April 30 (Bloomberg) -- U.K. house prices rose in April for a second month, according to Hometrack Ltd., which said gains may not be sustained as demand fails to keep up with supply.
Values rose 0.1 percent from March, when they increased 0.2 percent, the London-based property research company said in an e-mailed report today. An indicator of demand rose at half the pace seen in the previous month.
The property market received a temporary boost this year as first-time buyers rushed to take advantage of a tax holiday on some homes before it expired on March 24. Demand may be undermined by Britain’s return to recession and a continued squeeze on consumers from higher energy prices, Hometrack said.

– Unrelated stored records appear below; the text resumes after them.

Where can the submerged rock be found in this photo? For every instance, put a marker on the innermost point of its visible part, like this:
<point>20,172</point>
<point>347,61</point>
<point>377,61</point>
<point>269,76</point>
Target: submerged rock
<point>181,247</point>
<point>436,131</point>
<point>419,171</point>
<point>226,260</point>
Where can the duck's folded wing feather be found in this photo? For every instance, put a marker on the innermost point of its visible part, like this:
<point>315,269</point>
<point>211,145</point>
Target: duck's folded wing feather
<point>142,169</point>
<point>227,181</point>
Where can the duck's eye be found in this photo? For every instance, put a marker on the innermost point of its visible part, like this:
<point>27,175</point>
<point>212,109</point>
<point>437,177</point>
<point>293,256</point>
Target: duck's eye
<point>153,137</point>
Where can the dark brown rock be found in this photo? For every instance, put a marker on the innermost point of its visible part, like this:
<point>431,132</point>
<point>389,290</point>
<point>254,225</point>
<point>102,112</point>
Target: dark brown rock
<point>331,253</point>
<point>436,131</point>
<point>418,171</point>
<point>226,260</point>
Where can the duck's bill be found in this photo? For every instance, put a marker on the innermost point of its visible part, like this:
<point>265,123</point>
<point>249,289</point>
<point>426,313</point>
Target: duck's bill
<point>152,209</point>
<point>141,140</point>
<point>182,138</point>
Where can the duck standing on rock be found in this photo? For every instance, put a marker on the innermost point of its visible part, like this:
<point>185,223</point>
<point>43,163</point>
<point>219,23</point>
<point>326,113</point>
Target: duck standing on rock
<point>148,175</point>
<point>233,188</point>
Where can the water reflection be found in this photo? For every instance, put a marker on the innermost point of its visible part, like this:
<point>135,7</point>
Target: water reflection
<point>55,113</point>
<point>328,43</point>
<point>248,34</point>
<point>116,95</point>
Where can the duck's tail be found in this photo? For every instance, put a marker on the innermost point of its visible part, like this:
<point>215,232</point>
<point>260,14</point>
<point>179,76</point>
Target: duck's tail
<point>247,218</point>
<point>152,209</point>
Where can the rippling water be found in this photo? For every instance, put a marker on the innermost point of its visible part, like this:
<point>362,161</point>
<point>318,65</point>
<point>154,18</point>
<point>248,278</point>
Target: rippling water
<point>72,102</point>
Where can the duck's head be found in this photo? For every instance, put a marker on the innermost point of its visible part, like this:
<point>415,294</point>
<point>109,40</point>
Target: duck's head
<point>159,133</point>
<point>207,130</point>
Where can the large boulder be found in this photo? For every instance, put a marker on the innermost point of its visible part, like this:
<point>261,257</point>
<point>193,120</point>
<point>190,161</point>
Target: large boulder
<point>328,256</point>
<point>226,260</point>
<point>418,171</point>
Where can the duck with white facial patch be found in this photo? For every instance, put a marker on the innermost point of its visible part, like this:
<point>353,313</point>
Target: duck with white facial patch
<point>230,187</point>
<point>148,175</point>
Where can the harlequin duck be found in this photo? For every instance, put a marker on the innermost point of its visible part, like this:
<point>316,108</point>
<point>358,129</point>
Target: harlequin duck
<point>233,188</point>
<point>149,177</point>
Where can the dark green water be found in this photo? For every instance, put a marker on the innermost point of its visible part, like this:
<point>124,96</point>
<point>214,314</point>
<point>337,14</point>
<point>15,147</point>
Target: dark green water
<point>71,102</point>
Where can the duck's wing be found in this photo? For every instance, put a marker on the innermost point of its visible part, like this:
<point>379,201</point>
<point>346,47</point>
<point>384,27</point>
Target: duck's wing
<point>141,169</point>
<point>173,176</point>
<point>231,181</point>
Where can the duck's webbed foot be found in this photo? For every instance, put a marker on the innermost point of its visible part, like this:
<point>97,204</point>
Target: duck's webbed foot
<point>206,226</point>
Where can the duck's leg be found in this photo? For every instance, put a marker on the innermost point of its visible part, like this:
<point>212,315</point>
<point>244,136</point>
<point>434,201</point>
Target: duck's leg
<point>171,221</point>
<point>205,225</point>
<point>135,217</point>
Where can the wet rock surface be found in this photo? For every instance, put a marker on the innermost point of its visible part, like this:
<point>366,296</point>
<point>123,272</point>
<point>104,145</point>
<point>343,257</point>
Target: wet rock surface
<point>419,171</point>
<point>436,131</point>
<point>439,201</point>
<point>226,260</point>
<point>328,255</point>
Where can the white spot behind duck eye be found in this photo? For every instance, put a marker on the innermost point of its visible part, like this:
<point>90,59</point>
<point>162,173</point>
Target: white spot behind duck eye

“The short to medium-term outlook for prices hinges on the outlook for demand,” said Richard Donnell, director of research at Hometrack. “Conflicting reports over the strength of the economy and renewed fears over the prospects for the eurozone could over the coming months impact on buyer confidence. As a result, we expect price rises to flatten out as we move into the summer.”
The number of new buyers registering with real-estate agents rose 2.1 percent in April, compared with gains of 4.4 percent in March and 18 percent in February, which was the biggest in five years. Hometrack said the impact of the ending of the stamp-duty exemption is “starting to dissipate.”
The supply of properties, meanwhile, rose by 4.8 percent, up from a 3.6 percent pace in March, taking the increase over the past three months to 19 percent, the report said.
House prices rose in four of 10 regions monitored by Hometrack in April, led by a 0.3 percent gain in London. The company said there remains a divide between the property market close to the U.K. capital and elsewhere in the country.